Friday, December 3, 2010

so I'm probably totally on a watchlist now...

... based on my Internet consumption.

We've been having a lot of fun with the newest batch of Wikileaks files due to our amusement regarding the antics of grown men and women with lots of money and power talking smack about each other.

For someone like me who prefers to follow the antics of Hugo Chavez, Silvio Berlusconi and his "bunga bunga parties", Muammar Gaddafi's fabulous wardrobe choices and long speeches, and Vladimir Putin's PR campaign of manly manliness, this stuff is pure comedy gold in a gossipy "did you hear what so-and-so said?" kind of way. And headlines like this are awesome.

It's like a gigantic geopolitical high school notebook passed around in class where everyone's dishing dirt on the cool kids and the weirdos and no one's holding anything back and there's much more at stake and Hillary Clinton evidently types in capital letters ALL THE TIME. As regional as this little outpost on the Internets is, I love reading about places that I really don't know much about especially since I don't know if I'll ever get the chance to travel to Kazakhstan.

For all this hope and change talk we get from our Kindler Gentler Machine Gun Hand, the same shit different day approach to foreign policy and national security makes me really glad I voted third party in 2008, what with the TSA molestations and new checkpoints and Gitmo and the School of the Americas (renamed the very reassuring Western Hemisphere Institute for Security Cooperation) being still open and us being in Afghanistan even longer than the Russians.

Besides, U.S. Government, you're depriving me of some damn good reading material here about Central Asian weddings involving men with golden guns and "jet-skiing under the influence."

It's infinitely more interesting than celebrities who are dying digitally by quitting Facebook and Twitter to tell us that AIDS kills people. No duh. Also, Janelle Monae, you are way too awesome to be a part of this ridiculousness. And L7 beat you all to it anyway.
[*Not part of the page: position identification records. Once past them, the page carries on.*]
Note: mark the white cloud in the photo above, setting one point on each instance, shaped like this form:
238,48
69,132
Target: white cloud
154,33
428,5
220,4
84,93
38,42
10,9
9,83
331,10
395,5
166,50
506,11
It must be nice to feel like you've really given up a part of your life for a cause by just not being on the Internet for a few days. Way to really sacrifice. Aung San Suu Kyi would be so proud of you.

6 comments:

Randal Graves said...

What gives me the most joy from Wikileaks is the childlike notion that a crazy world of neo-Blofeldian excess and hubris actually exists outside of a screenplay.

Anonymous said...

well the Good News of the day is that we won't have to suffer such fools for long, save the date!

http://www.nytimes.com/aponline/2010/12/03/us/AP-US-Billboard-Gospel.html

that girl said...

@Randal,
Truth is really stranger isn't it.

@DMF,
Anytime I see those things I figure that we've got a few more years left on this earth. I wish they'd give it up already.

Anonymous said...

for better or worse they still make me chuckle (as long as they aren't in the congress, oh wait), i prefer the thinking of the theologian john caputo that christians are a people waiting for the coming of they know not what, coming they know not when. but as such a faith/ethos is not common in our can do-fastfood- nation.

Anonymous said...

leaving aside the dead to note the quick:
http://opinionator.blogs.nytimes.com/2010/12/06/foreclosure-is-not-an-option/?hp

that girl said...

That's awesome and something we don't hear much about in the local paper.

It breaks my heart driving through some of those neighborhoods, especially Slavic Village. I'm so glad that there's people still fighting on there.